Industrial production—a measure of output at factories, mines and utilities—rose a seasonally adjusted 3% in July from June, the Federal Reserve said Friday, following a revised 5.7% rise in June. Economists surveyed by The Wall Street Journal expected a 2.8% increase in July.
Despite the gains, industrial production remains 8.2% below the same month a year ago.
Rubeela Farooqi, chief U.S. economist for High Frequency Economics said the July number was “another strong increase in output” but warned that those gains remain fragile.
“Output was boosted by a fuller reopening in July but weak demand and virus outbreaks that can interrupt activity remain a threat,” she wrote in a note to clients.
Manufacturing, the biggest component of production, rose 3.4%, driven by a 28.3% increase in car and car parts industries.
Production by utilities was up 3.3 %, due to an increased use of air conditioning because of unusually warm weather. Mining increased 0.8 %.

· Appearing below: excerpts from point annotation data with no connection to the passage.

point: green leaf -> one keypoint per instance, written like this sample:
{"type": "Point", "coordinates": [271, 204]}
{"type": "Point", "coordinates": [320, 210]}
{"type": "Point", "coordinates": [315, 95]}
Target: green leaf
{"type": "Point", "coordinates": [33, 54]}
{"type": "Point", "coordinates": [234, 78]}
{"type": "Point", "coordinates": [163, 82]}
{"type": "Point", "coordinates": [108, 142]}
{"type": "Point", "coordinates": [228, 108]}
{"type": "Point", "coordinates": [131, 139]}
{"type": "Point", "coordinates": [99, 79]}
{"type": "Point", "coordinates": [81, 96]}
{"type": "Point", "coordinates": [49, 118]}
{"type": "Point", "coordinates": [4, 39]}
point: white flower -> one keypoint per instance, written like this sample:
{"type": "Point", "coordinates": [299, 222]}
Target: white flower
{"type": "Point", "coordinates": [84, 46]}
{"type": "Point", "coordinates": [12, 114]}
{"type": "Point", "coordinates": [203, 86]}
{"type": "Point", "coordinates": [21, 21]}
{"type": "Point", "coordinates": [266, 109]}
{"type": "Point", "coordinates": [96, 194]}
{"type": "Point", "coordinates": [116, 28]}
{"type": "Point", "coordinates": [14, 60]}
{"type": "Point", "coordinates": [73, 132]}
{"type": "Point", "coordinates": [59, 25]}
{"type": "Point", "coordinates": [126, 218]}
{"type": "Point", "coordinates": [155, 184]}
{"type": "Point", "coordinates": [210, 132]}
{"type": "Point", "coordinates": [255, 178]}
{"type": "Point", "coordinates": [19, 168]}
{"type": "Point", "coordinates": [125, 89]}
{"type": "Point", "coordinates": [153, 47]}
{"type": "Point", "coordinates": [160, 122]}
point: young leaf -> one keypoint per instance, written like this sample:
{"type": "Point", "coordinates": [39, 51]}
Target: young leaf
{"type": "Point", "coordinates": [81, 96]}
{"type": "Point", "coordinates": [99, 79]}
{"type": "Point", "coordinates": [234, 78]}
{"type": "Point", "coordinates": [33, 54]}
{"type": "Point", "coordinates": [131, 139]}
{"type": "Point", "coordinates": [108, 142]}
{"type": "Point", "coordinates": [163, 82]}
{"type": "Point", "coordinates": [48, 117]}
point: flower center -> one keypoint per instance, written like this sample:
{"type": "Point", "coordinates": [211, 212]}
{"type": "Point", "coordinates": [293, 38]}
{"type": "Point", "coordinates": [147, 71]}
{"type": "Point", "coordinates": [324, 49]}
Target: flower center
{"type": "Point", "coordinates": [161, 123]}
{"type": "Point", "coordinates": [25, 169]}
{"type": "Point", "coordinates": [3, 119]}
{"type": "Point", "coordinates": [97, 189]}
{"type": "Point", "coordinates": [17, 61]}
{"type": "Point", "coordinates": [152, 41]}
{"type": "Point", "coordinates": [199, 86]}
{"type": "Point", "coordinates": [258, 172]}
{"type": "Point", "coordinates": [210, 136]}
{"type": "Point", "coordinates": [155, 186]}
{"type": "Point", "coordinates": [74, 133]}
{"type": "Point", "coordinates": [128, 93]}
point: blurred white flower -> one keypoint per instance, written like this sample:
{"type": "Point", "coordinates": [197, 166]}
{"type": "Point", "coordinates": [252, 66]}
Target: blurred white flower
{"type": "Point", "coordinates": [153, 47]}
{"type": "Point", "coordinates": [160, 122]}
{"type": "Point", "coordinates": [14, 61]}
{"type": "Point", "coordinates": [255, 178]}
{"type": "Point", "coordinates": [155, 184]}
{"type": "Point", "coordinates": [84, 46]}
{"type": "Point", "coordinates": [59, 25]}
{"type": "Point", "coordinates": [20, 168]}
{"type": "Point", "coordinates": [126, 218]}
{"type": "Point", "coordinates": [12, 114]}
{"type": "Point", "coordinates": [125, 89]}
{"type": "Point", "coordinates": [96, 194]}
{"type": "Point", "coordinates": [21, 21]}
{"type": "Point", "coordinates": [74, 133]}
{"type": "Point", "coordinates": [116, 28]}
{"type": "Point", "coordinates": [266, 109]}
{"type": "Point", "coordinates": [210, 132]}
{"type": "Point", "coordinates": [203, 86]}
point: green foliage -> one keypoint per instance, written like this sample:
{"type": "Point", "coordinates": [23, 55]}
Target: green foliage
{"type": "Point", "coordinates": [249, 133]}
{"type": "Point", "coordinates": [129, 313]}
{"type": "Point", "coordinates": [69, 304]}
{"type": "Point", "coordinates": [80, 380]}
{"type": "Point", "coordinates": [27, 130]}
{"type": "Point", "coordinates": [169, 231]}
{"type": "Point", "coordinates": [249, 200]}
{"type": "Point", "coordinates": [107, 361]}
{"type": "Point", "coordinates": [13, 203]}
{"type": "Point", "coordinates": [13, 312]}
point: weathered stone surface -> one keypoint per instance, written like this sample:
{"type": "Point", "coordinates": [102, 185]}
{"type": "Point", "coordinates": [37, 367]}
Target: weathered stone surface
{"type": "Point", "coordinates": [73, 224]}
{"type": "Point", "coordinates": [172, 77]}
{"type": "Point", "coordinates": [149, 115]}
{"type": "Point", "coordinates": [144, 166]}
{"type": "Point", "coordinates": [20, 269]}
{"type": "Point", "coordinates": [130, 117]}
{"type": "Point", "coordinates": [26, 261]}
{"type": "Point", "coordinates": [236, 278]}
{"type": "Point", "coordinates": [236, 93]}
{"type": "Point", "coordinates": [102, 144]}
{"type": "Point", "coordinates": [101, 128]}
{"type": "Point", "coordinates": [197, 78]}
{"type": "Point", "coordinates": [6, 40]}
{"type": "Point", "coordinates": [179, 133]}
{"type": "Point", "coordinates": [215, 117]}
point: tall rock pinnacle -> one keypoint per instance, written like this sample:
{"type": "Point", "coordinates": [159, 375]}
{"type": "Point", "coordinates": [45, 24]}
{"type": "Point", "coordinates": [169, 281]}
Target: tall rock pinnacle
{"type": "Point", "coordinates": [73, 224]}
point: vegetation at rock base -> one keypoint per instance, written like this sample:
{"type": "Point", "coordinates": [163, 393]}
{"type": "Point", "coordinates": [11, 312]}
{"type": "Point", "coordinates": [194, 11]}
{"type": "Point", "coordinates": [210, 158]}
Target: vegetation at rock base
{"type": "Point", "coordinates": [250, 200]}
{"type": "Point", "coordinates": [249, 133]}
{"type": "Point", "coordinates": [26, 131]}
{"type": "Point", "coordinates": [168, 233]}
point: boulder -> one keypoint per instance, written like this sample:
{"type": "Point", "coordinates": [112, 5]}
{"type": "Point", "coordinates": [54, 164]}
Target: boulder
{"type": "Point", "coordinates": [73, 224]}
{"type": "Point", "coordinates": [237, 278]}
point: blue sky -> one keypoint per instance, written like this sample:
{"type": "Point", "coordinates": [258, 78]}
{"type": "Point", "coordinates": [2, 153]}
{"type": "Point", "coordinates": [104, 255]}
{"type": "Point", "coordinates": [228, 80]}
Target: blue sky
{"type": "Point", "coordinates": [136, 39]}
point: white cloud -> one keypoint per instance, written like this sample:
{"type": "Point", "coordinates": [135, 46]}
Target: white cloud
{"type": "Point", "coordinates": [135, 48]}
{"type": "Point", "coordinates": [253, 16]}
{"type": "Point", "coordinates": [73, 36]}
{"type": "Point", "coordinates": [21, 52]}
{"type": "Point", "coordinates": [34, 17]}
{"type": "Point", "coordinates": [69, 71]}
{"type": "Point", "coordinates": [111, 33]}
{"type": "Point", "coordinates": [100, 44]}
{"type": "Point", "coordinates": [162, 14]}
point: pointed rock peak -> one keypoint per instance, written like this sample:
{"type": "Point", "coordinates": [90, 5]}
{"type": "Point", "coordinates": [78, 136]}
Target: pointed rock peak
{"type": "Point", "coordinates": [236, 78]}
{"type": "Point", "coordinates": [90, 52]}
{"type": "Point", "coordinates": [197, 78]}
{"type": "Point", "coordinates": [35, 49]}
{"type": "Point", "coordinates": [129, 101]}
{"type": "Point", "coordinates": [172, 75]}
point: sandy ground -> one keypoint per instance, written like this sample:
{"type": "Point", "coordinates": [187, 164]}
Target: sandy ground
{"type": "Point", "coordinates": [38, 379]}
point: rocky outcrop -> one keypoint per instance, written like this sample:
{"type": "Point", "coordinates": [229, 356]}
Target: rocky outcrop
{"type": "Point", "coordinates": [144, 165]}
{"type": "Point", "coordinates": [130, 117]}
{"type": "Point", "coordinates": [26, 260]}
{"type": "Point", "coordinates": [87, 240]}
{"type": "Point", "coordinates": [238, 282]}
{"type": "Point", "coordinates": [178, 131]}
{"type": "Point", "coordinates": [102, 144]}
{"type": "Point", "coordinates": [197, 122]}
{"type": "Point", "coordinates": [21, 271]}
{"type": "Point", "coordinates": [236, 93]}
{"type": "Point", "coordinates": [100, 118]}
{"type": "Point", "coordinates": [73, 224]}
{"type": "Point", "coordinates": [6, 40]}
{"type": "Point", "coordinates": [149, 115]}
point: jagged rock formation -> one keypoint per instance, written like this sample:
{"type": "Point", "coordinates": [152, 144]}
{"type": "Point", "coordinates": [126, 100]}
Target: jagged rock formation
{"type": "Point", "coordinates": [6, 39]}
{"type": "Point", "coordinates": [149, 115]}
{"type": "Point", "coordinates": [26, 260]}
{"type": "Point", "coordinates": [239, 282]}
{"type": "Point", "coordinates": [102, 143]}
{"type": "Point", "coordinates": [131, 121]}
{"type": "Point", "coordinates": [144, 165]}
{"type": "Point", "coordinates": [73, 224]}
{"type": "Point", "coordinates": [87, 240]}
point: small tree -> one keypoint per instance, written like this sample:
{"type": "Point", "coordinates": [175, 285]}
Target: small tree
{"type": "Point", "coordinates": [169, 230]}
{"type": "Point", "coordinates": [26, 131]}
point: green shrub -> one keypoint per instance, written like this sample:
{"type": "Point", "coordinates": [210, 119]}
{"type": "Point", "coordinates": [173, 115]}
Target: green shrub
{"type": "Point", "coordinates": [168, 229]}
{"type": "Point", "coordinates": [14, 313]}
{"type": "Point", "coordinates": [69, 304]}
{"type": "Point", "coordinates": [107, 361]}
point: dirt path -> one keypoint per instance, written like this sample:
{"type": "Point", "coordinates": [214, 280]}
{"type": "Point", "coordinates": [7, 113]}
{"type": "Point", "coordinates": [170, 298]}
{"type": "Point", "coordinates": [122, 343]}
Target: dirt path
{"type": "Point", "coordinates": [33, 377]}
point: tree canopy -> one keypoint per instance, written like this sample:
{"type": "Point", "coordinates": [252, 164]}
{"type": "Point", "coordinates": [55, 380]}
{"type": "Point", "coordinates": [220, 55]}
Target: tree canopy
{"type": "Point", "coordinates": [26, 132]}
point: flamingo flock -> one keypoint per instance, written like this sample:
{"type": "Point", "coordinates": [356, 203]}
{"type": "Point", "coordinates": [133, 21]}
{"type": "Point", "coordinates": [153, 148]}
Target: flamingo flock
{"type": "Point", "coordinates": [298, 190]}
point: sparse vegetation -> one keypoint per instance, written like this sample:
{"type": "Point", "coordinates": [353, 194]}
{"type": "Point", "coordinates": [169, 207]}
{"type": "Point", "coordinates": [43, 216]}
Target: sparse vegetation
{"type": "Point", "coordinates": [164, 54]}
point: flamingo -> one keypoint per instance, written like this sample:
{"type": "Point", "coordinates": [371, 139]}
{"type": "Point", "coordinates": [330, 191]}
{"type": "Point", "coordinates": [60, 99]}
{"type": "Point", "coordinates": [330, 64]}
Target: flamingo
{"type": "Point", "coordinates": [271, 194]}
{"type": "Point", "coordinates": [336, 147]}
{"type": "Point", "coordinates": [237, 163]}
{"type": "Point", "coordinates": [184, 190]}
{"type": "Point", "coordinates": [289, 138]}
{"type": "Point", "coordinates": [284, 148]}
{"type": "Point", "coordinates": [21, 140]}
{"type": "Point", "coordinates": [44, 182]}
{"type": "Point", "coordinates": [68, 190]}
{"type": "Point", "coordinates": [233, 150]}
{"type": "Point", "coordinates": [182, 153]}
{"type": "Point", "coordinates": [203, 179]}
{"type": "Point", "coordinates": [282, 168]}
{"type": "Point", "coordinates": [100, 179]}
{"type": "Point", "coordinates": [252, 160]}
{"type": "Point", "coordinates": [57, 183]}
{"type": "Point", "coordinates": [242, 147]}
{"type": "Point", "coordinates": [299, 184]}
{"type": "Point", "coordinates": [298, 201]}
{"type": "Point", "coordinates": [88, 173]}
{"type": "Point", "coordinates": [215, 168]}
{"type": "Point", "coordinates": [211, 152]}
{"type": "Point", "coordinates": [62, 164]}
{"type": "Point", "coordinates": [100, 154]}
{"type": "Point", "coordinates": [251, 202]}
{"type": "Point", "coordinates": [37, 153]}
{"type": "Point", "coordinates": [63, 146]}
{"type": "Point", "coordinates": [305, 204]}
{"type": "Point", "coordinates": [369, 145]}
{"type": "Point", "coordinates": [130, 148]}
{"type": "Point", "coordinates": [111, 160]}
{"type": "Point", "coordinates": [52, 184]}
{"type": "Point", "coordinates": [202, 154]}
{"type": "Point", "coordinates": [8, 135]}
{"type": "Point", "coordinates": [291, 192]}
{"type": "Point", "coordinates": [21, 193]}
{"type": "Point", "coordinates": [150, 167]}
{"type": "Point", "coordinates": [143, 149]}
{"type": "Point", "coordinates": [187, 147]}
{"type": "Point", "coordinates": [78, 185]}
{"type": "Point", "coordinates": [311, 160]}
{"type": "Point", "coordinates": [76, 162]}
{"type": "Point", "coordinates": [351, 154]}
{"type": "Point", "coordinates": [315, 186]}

Capacity utilisation, a measure of slack in the industrial economy, rose to 70.6 % in July from a revised 68.5 % in June, the Fed said. Economists had expected capacity utilization to reach 70.2 %.
Earlier this month, two surveys of purchasing managers also indicated manufacturing activity was slowly expanding, following a sharp decline in the spring when lockdowns to prevent the spread of the coronavirus pandemic shut down factories and disrupted supply chains.